Kluge tritt in einen gewagten audiovisuellen Dialog. Er kombiniert seine intellektuell-versponnenen Bildmontagen mit Ausschnitten aus »Alipato – The Very Brief Life of an Ember«, einem infernalischen Bildersturm von Khavn de la Cruz, der 2016 hierzulande im Kino lief. In einer Mischung aus Performance und lose aneinander gereihten Szenen zeigt der philippinische Regisseur einen Zirkus, ein Schlachthaus und die blutige Alltäglichkeit von Bandenkriminalität. Seine anarchisch anmutende Szenenfolge bringt zum Ausdruck, wie das Leben der Kinder auf den Straßen der fernöstlichen Metropole wie ein Funke (Alipato) verglüht.

Die Begegnung zwischen Kluge und de la Cruz hätte schiefgehen können. Doch die Machart dieses philippinischen No-Budget-Kinos bildet einen überraschenden formalen Anknüpfungspunkt. Der 87-jährige Kluge hat stets nach Wegen gesucht, die konventionellen Formen der Filmproduktion so zu unterlaufen wie de la Cruz dies auf seine Weise auch tut. Es geht darum, ohne Budget etwas zu gestalten. In diesem Sinn wurden Kluges TV-Formate allein dadurch ermöglicht, dass Privatsender per Rundfunkstaatsvertrag verpflichtet sind, einen Anteil ihrer Sendezeit »kulturellen Themen« zur Verfügung zu stellen. Diese Sendezeit nutzt Kluge mit seinen »Fenstern«, in denen er regelmäßig eine Art Guerilla-Programm ausstrahlt.

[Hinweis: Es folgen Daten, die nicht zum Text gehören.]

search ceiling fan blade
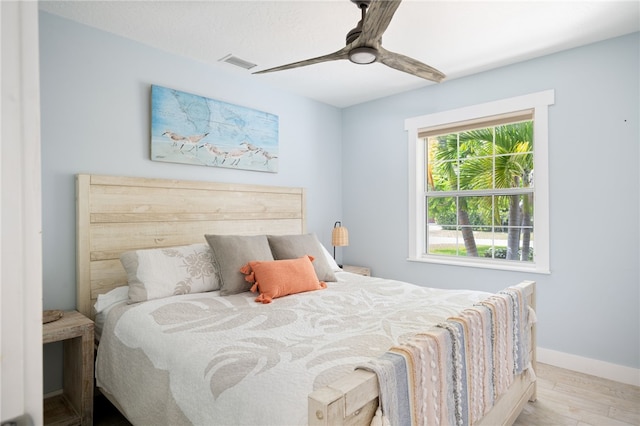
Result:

In jenem Stil, den er dabei erprobte, greift Kluge de la Cruz' Assoziationen um elektrisches Licht, den Song »Blue Moon«, den Zirkus und die Straßenkämpfe der Kinderbanden Manilas auf. Mit Split-Screens und den für Kluge charakteristischen Schrifttafeln werden diese Gedanken weitergesponnen. In Interviews an der Schwelle zu Gaga-Dialogen, die man von seinen TV-Essays kennt, spricht Kluge beispielsweise mit einer vermeintlichen russischen Ex-Kommissarin. Im Stil einer Fake-Doku wird aufgerollt, wie diese 1941 einen russischen Zirkus evakuieren musste, um die Tiere vor dem Vormarsch deutscher Panzer zu retten. Dann parliert Heiner Müller über die lunare Poesie des Genickschusses. Helge Schneider erklärt, welche Instrumente sich für die Mondreise mit der Apollo-Kapsel am besten eignen.

Garniert werden diese Gedankenfluchten mit skurrilen Fotos. Der Bildersturm erinnert an jenen psychischen Primärprozess, den Sigmund Freud in der »Traumdeutung« beschrieb. Kluge inszeniert die Begegnung eines Elefanten mit einem Panzer auf dem sprachbildlichen Seziertisch. »Happy Lamento« ist ein Gedankenzirkus, der streckenweise an Godards Bildbuch erinnert, dank seiner bizarren Komik aber leichtfüßiger wirkt als dessen verbissene Hermetik.